Der ehemalige Dritte Nationalratspräsident Martin Graf (FPÖ) am Festkommers der Burschenschaften 2009.

Foto: APA/Parigger

Es sind Sternstunden für die Burschenschaft Olympia. Mit Harald Stefan und Norbert Nemeth sind derzeit gleich zwei Mitglieder der schlagenden Burschenschaft an den schwarz-blauen Koalitionsverhandlungen beteiligt. Und mit dem ehemaligen Dritten Nationalratspräsidenten Martin Graf zieht am 9. November ein Olympe für die Freiheitlichen erneut in das Parlament ein – neben dem Wiener Notar Stefan, der als Justizminister gehandelt wird und enger Freund von FPÖ-Chef Heinz-Christian Strache ist.

Die "Alten Herren" der Olympia stehen kurz davor, ein Teil des politischen Mainstreams zu werden, obwohl die Burschenschaft mit ihrer Gesinnung nicht gerade hinter dem Berg hält. So stellt sie ihren Deutschnationalismus öffentlich zur Schau, indem sie seit Jahrzehnten auf dem Vereinshaus in der Wiener Gumpendorfer Straße eine schwarz-rot-goldene Fahne hisst.

Politikwissenschafterin Judith Goetz erklärt, was deutschnationale Mädelschaften als Äquivalent zu Burschenschaften auszeichnet.
DER STANDARD

In seinem Buch "Stille Machtergreifung" schreibt Hans-Henning Scharsach, "keine der österreichischen Burschenschaften trägt ihre Verwurzelung in den Traditionen des Nationalsozialismus so offen zur Schau wie die Wiener Olympia, der einige der einflussreichsten FPÖ-Politiker angehören". Das Dokumentationsarchiv des österreichischen Widerstandes (DÖW) stuft die Olympia als rechtsextrem ein. "Zudem weisen wir seit über 20 Jahren auf ihre Verstrickungen mit dem organisierten Neonazismus hin", sagt Andreas Peham vom DÖW zum STANDARD.

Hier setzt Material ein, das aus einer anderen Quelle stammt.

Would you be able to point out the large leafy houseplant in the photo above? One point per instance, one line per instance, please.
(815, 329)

Verbindungen zu Identitären

Außerhalb des Parlaments sind junge Olympen ebenfalls politisch aktiv. So hat der 26-jährige Alexander Markovics die Identitäre Bewegung in Österreich im Jahr 2012 mitbegründet und war einige Jahre als deren erster Obmann aktiv. Unter seiner Leitung wurde die Gruppierung erstmals im Verfassungsschutzbericht des Innenministeriums erwähnt. In der Ausgabe des Jahres 2014 ist über die Identitären zu lesen, dass in ihren Reihen "Personen aus dem studentisch burschenschaftlichen Bereich wie auch amtsbekannte Neonazis" zu finden sind. In der aktuellen Ausgabe des Berichts ist den Rechtsextremisten mittlerweile ein eigenes Kapitel gewidmet.

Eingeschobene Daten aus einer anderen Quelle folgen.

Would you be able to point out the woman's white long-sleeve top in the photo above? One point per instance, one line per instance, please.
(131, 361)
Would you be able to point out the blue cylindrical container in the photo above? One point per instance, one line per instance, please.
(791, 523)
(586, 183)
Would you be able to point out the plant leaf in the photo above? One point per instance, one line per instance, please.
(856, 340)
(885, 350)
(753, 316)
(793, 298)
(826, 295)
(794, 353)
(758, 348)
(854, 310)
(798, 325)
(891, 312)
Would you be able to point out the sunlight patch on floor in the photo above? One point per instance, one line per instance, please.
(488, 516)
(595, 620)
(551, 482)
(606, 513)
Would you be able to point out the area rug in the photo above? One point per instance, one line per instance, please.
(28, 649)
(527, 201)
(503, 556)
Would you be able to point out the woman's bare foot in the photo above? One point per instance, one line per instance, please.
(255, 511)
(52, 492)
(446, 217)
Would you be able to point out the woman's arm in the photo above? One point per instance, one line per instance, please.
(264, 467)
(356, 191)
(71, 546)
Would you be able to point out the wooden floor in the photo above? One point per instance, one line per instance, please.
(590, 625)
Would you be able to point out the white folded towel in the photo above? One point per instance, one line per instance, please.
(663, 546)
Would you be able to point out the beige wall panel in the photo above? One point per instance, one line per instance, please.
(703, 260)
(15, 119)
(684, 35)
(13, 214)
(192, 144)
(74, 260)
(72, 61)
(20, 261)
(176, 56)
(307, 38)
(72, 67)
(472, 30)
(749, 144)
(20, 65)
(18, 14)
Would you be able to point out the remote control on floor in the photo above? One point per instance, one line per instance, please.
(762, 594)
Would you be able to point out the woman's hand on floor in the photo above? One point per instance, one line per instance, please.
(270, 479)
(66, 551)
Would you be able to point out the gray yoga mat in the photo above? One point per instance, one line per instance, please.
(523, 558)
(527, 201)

Trat Markovics noch im vergangenen Jahr als Redner bei Kundgebungen der Identitären auf, geht er seit einigen Monaten neue Wege. Er sei "patriotischer Journalist", schreibt er in seinem Blog. Dort erteilt er auch Ratschläge an die "jüdischen Interessenvertretungen in Europa". Diese sollten erkennen, dass "sie sich mit den ständigen Angriffen auf die europäischen Völker und die Aufrechterhaltung der Politik der Schuld selbst ins Knie schießen".

Der Sitz der Burschenschaft Olympia in der Gumpendorfer Straße in Wien.
Foto: Standard/Corn

Anlass für den Blogbeitrag war ein Interview des Vorsitzenden der Israelitischen Kultusgemeinde, Oskar Deutsch, in der Tageszeitung "Kurier". Deutsch beobachtet wachsenden Judenhass in Europa und schlägt vor, dass Flüchtlinge das oberösterreichische Konzentrationslager Mauthausen besuchen sollten, "um zu sehen, wohin Antisemitismus führt". Markovics' Lesart: Deutsch wolle Flüchtlinge in die KZ-Gedenkstätte schicken, "damit auch sie sich auch für den Holocaust schuldig fühlen und die negative Identität der Österreicher und Europäer übernehmen". Und für den Olympen hat diese "negative Identität" dazu "geführt, dass unsere Gesellschaft gar nicht mehr dazu in der Lage ist, geschlossen Widerstand gegen die Islamisierung zu leisten und ihre jüdische Minderheit zu schützen".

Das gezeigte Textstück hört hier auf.